At the Court of Appeal For British Columbia, the father applied to submit new evidence about his improved financial situation and home renovations, which the court granted. In considering the new evidence, the court did not apply the test from Palmer v. The Queen, believing that the test “did not strictly govern the admission of new evidence on appeal.” Finding the new evidence undermined a key facet of the lower court’s ruling, the appeal court admitted the evidence and found that remaining in Kelowna would serve the children’s best interests.
Justice Karakatsanis found that the Palmer test governs the admission of new evidence on appeal. She found that the appeal court had erred admitting the evidence through a different test. The new evidence had also failed the first leg of the Palmer test because it could have been available at trial through an exercise of due diligence. Evidence which does not clear the test’s due-diligence stage should not be admitted on an appeal of a best-interests-of-the-child determination because “finality and order are particularly important in such cases,” said Justice Karakatsanis. She added that only rarely will the interests of justice supersede an absence of due diligence.
The lone dissenter, Justice Suzanne Côté, agreed with the majority that the Palmer test governs but disagreed with how the facts in the appeal applied to it. Justice Côté would have admitted the new evidence and remanded the appeal to the trial court to reconsider the children’s best interests, considering the new evidence.
The violent incident, in which the father struck the mother during an argument, weighed heavily on the trial judge’s finding that the couple had an “acrimonious relationship.” But the appeal court outlined four factors that attenuated the seriousness of the father’s behaviour.

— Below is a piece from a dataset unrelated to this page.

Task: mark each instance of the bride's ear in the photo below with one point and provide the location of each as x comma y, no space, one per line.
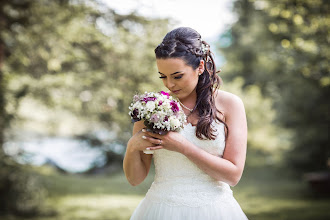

The hostility between the parties was not a part of the mother’s argument supporting her move, and she had said their relationship was improving. The incidents supporting the trial judge’s findings had occurred in the past. There was no evidence that any incident post-separation had taken place in front of the children. And finally, the trial judge had not considered the evidence that their relationship was improving.
But without a reversible error, the Court of Appeal For British Columbia should not have dispensed with the trial judge’s defence, said Justice Karakatsanis.
The SCC’s decision will lead to a slowdown in new- or fresh-evidence applications in courts of appeal across Canada, says Georgialee Lang, an appellate family lawyer from Vancouver who acted for the father.
“These applications are brought fairly frequently in these courts,” she says. “The Supreme Court of Canada has clearly signalled that they think that that’s not the favoured route.”
The SCC’s ruling indicates that counsel should consider going back to the lower court based on a material change in circumstance rather than bringing an application to admit new evidence, says Lang. She adds this suggestion will increase family-law litigation.
“What [the ruling] underscores is that family law litigants – who are, of course, in a very emotional circumstance – they go to trial, and I don’t think they clearly understand that they really have one shot at putting their position forward and being successful,” says Lang. “Litigants don’t understand that the Court of Appeal is a court that only looks at a mistake, an error of law, or an egregious misapprehension of evidence.”
“It’s really incumbent upon them and their counsel to get it right the first time and to present the evidence that’s required at the trial level.”